Ohio Drivers Get a Little Elbow Room From I-70 Project

Wed September 01, 2004 - Midwest Edition
Brenda Ruggiero

Crews in Madison County, OH, are currently hard at work on a major widening and reconstruction project involving Interstate 70.

The 14-mi. (22.5 km) project stretches from U.S. 42 in Madison County to SR 54 near Springfield in Clark County, and will cost $55 million. The project is under the direction of the Ohio Department of Transportation (ODOT).

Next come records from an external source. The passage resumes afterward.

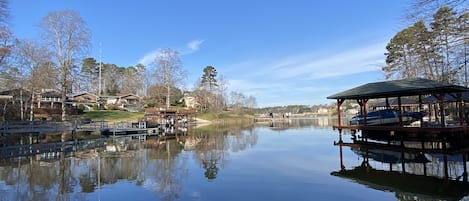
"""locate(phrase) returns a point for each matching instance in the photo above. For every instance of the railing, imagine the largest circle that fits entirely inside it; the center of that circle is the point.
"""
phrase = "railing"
(9, 127)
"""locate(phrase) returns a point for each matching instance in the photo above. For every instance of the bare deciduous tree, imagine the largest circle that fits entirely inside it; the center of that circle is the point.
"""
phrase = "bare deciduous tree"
(66, 32)
(33, 59)
(168, 71)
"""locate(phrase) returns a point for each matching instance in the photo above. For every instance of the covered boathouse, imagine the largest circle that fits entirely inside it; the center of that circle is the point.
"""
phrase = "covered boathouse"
(416, 88)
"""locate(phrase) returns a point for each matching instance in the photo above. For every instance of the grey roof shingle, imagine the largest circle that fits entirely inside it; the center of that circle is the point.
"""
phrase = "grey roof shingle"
(396, 88)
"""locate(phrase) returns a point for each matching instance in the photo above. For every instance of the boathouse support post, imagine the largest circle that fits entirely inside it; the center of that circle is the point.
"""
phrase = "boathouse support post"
(460, 109)
(420, 110)
(364, 111)
(339, 103)
(442, 110)
(362, 103)
(464, 174)
(399, 105)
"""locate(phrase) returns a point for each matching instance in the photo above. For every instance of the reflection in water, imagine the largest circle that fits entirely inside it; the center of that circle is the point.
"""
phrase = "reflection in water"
(325, 122)
(415, 169)
(155, 163)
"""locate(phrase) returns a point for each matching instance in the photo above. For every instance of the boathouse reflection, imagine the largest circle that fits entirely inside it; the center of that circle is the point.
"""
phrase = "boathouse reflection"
(414, 169)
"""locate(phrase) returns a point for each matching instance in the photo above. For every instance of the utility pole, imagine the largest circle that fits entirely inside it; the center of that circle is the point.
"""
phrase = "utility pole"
(100, 67)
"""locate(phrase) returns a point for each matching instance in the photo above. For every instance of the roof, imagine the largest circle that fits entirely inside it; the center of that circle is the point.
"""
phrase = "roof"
(398, 88)
(394, 102)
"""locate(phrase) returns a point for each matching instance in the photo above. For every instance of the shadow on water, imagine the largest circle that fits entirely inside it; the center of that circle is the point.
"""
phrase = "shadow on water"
(414, 169)
(155, 163)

The contract calls for resurfacing, using the old pavement as a foundation; adding a third lane in each direction; deck repair; replacement or widening of 13 bridges; and repairing and repaving eight ramps along the project corridor.

Work began in July on the eastbound lanes, and this stage will continue through next summer. Crews will maintain two lanes of traffic at all times.

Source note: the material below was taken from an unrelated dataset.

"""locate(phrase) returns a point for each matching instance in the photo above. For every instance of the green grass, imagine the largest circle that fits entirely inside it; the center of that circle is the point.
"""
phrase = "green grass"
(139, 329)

Once the eastbound work has been completed, work will begin on the westbound lanes. The entire project is scheduled for completion by September 30, 2006.

The prime contractor for the project is Kokosing Construction Company Inc., with Mike Koelbl serving as the project superintendent. At peak employment, 80 to 100 people will be assigned to the job.

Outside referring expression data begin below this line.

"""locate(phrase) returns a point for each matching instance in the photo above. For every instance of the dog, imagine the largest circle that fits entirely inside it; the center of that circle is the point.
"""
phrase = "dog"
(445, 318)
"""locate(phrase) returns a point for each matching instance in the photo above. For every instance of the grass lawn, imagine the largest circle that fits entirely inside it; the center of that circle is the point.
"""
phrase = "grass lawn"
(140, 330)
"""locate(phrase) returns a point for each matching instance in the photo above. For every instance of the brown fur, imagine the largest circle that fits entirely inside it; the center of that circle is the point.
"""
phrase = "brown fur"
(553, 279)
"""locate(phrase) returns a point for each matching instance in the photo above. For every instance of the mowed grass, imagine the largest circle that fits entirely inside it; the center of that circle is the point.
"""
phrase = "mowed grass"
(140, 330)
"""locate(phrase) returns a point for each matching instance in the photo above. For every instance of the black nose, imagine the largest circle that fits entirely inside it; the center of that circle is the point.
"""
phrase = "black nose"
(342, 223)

According to ODOT, this particular section of I-70 was built in the late 1960s. The years have brought deteriorating pavement conditions, and projected traffic volumes point to a need for additional lanes.

“I-70 is one of our state’s most heavily traveled interstates,” explained Jack R. Marchbanks, ODOT District 6 deputy director. “It is imperative that these repairs are made. However, we recognize the need to reduce congestion and ease driver stress during major projects such as this whenever possible.”

At this stage, crews are working during the nighttime hours to avoid heavy traffic times.

Bruce R. Ward, District Executive Officer for ODOT, noted that one of the challenges with this job is that construction needs to be done while maintaining two lanes of traffic in each direction.

“Two lanes of eastbound traffic have been shifted into the right lane and shoulder from SR 54 in Clark County to SR 56 in Madison County,” Ward said.

“Also, various single lane closures are taking place Sundays through Thursdays during the nighttime hours of 7 p.m. to 6 a.m. to prepare the section from SR 56 to U.S. 42 to maintain two lanes of traffic while the reconstruction and widening are under way. This phase will continue through late August or early September,” he added.

Ward explained that project bidding included the ability for the contractor to do an alternate proposal for asphalt or concrete rather than ODOT specifying one or the other in the scope of the project.

Kokosing’s bid included asphalt. The contractor was also allowed to design a maintenance-of-traffic plan with ODOT approval rather than it being indicated in the plans.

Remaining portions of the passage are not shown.